Die Größe der Gussformen die mit FFF 3D-Druck hergestellt werden wird von der Tatsache beschränkt, dass Objekte mit einem Volumen im Bereich von 200 mm x 200 mm x 200 mm am besten gedruckt werden können; oberhalb dieser Größe steigen die Herausforderungen an die Maßhaltigkeit enorm. Obwohl FFF 3D-Drucker mit einem effektiven Bauraumvolumen von 1 m³ bereits existieren, bleibt die Beherrschung der Bauteiltoleranzen in dieser Größe noch eine Herausforderung. Zudem können Gussformmerkmale mit einer Breite unterhalb 0,5 mm durch einen FFF 3D-Drucker schwierig herzustellen sein. Hier wird ein Nachbearbeitungsschritt wie Bohren oder Materialabtragung notwendig, um den Design-Richtlinien gerecht zu werden.
Aufgrund der Zusammensetzung der Polymere erlauben die thermische Wechselbeanspruchung und die mechanische Belastung während des Spritzgussprozesses nur eine begrenzte Verwendung des Gussformmaterials.

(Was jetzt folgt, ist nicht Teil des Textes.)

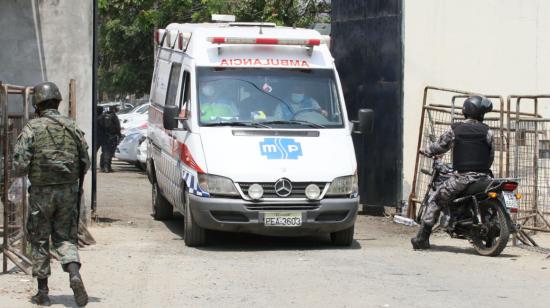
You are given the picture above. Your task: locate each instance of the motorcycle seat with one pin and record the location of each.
(476, 188)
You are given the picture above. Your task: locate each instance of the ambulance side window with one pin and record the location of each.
(173, 84)
(186, 92)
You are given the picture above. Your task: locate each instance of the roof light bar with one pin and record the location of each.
(264, 41)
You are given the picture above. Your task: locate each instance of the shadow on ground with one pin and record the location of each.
(68, 300)
(230, 241)
(464, 250)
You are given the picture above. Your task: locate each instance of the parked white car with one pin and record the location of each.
(127, 150)
(137, 118)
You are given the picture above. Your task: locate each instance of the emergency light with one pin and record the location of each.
(265, 41)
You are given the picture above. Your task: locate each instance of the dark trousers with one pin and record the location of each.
(107, 153)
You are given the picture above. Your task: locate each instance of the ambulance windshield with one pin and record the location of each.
(268, 97)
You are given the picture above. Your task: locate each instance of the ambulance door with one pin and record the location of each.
(166, 150)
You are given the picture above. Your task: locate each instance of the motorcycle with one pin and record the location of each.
(480, 214)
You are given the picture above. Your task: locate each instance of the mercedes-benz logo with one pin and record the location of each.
(283, 188)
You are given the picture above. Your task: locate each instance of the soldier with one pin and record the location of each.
(109, 125)
(52, 151)
(473, 155)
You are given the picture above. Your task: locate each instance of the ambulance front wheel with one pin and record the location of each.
(193, 234)
(343, 237)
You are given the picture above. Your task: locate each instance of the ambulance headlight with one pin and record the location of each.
(256, 191)
(344, 185)
(217, 185)
(313, 192)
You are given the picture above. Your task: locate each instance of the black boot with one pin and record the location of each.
(80, 295)
(422, 239)
(41, 298)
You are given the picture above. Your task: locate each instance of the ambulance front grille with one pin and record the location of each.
(298, 189)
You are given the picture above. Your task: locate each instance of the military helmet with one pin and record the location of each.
(476, 107)
(45, 91)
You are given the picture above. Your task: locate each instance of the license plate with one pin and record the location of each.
(510, 200)
(283, 219)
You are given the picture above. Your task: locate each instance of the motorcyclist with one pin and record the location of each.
(473, 154)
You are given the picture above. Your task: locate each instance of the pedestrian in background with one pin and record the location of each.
(100, 133)
(52, 151)
(109, 124)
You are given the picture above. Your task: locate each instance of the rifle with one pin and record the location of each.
(81, 172)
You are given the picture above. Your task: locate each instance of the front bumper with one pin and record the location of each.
(237, 215)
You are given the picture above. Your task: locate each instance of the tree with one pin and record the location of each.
(127, 26)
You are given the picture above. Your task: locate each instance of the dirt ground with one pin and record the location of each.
(139, 262)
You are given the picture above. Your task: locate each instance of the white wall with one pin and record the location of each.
(66, 27)
(50, 40)
(486, 46)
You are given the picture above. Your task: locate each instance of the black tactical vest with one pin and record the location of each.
(471, 151)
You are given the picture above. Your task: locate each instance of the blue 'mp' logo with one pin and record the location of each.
(280, 148)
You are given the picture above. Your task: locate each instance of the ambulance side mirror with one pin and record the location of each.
(170, 117)
(365, 122)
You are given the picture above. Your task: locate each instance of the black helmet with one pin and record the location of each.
(45, 91)
(475, 107)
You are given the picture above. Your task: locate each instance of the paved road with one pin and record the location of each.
(139, 262)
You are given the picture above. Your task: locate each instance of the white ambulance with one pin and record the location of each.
(248, 132)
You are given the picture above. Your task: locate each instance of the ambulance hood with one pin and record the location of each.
(245, 155)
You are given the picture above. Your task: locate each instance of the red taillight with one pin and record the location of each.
(186, 158)
(218, 40)
(314, 42)
(509, 186)
(157, 37)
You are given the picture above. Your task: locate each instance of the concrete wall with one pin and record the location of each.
(50, 40)
(487, 46)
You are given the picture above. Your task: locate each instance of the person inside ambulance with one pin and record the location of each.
(298, 102)
(214, 107)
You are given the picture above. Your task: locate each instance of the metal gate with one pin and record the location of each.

Die thermisch-mechanische Ermüdung durch diese zyklischen Prozesse führt zu einem strukturellen Versagen des Materials. Daher ist die Anzahl der Einspritzungen abhängig vom Gussformpolymer auf 50 bis 100 Mal begrenzt; im Vergleich zu Formeinsätzen aus Metallen, die Einspritzungen bis zu 10.000 Mal ermöglichen. Dies ist der Grund, weshalb mit der FFF 3D-Druck-Technologie hergestellte Formeinsätze nicht für die Massenfertigung von Spritzgussteilen gedacht sind.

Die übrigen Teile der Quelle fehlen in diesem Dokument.